# Building a Logistic Regression

Create a logistic regression based on the bank data provided. 

The data is based on the marketing campaign efforts of a Portuguese banking institution. The classification goal is to predict if the client will subscribe a term deposit (variable y).

Note that the first column of the dataset is the index.

Source: [Moro et al., 2014] S. Moro, P. Cortez and P. Rita. A Data-Driven Approach to Predict the Success of Bank Telemarketing. Decision Support Systems, Elsevier, 62:22-31, June 2014


In [None]:
import os
for dirname, _, filenames in os.walk('/kaggle/input'):
    for filename in filenames:
        print(os.path.join(dirname, filename))
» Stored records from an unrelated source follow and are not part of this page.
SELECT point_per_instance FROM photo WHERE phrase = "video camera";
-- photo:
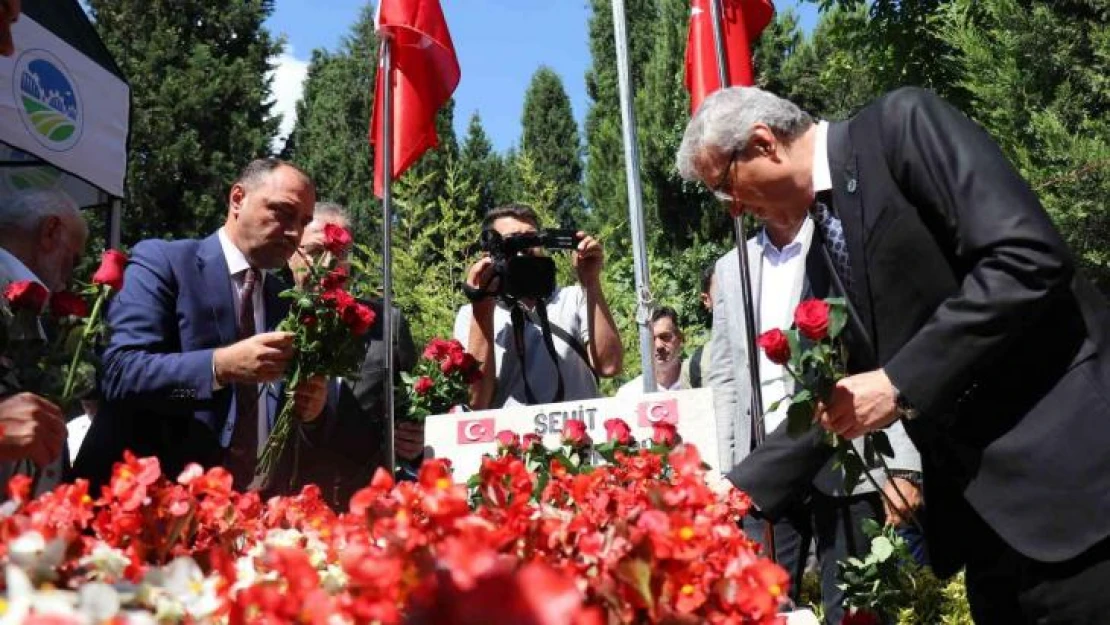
(524, 275)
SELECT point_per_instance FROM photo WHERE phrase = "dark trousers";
(834, 523)
(1007, 587)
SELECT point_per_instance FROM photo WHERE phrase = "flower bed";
(641, 541)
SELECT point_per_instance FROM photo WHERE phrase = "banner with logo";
(466, 436)
(63, 108)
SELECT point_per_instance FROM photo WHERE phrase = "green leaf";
(881, 548)
(799, 417)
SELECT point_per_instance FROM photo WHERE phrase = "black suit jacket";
(978, 318)
(352, 439)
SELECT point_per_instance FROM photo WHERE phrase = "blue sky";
(500, 44)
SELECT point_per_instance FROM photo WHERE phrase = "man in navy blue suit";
(192, 369)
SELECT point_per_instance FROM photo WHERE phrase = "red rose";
(436, 350)
(27, 295)
(423, 385)
(336, 239)
(811, 318)
(68, 303)
(664, 434)
(359, 318)
(617, 430)
(111, 269)
(337, 299)
(335, 279)
(574, 432)
(776, 345)
(508, 440)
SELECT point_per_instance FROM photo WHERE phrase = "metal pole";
(114, 223)
(635, 198)
(758, 427)
(387, 244)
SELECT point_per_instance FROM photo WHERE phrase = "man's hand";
(859, 404)
(409, 439)
(588, 260)
(900, 497)
(30, 427)
(261, 358)
(309, 397)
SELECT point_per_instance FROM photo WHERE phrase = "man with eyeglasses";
(969, 324)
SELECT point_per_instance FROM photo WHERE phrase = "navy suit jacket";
(177, 306)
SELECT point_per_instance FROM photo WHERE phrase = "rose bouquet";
(441, 380)
(50, 340)
(814, 354)
(328, 323)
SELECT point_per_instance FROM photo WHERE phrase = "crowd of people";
(972, 343)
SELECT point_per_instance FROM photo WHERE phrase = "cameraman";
(582, 328)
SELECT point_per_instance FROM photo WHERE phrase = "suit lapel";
(846, 202)
(213, 270)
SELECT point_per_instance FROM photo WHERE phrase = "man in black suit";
(970, 325)
(351, 445)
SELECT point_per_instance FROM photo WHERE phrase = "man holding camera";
(535, 348)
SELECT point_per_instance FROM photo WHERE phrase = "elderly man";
(351, 446)
(41, 238)
(192, 364)
(969, 324)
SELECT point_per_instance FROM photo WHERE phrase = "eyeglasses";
(720, 189)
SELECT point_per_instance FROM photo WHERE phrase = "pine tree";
(1036, 74)
(483, 169)
(330, 138)
(201, 106)
(551, 140)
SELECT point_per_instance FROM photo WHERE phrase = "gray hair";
(331, 209)
(724, 123)
(23, 211)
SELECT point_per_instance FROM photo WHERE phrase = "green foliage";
(551, 140)
(330, 138)
(889, 581)
(201, 103)
(1037, 78)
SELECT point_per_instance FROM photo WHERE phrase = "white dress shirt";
(781, 269)
(236, 266)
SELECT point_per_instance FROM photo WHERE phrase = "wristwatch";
(904, 406)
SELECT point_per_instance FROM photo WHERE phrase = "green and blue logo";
(50, 106)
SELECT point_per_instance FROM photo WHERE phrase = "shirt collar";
(823, 177)
(17, 271)
(236, 262)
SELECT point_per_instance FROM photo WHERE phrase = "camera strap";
(517, 316)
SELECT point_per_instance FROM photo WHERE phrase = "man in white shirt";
(786, 269)
(584, 334)
(667, 356)
(41, 238)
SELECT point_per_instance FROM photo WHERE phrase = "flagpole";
(758, 426)
(387, 244)
(644, 301)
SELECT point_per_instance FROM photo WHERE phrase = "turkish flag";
(425, 73)
(743, 21)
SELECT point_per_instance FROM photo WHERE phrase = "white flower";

## Import the relevant libraries

In [None]:
import pandas as pd
import numpy as np
import seaborn as sns
import matplotlib.pyplot as plt
import statsmodels.api as sm

## Load the data

Load the ‘Example_bank_data.csv’ dataset.

In [None]:
raw_data = pd.read_csv(r'/kaggle/input/Example-bank-data.csv')
raw_data.head()

We want to know whether the bank marketing strategy was successful, so we need to transform the outcome variable into 0s and 1s in order to perform a logistic regression.

In [None]:
data=raw_data.copy()

In [None]:
data= data.drop(['Unnamed: 0'],axis=1)
data.head()

In [None]:
data['y'] = data['y'].map({'yes':1, 'no':0})
data.head()

In [None]:
data.describe()

### Declare the dependent and independent variables

In [None]:
y=data['y']
x1=data['duration']

### Simple Logistic Regression

Run the regression and visualize it on a scatter plot (no need to plot the line).

In [None]:
x= sm.add_constant(x1)
reg_log= sm.Logit(y,x)
results_log = reg_log.fit()
print(results_log.summary())

In [None]:
plt.scatter(x1,y,color = 'C1')
plt.xlabel('Duration', fontsize = 20)
plt.ylabel('Subscription', fontsize = 20)
plt.show()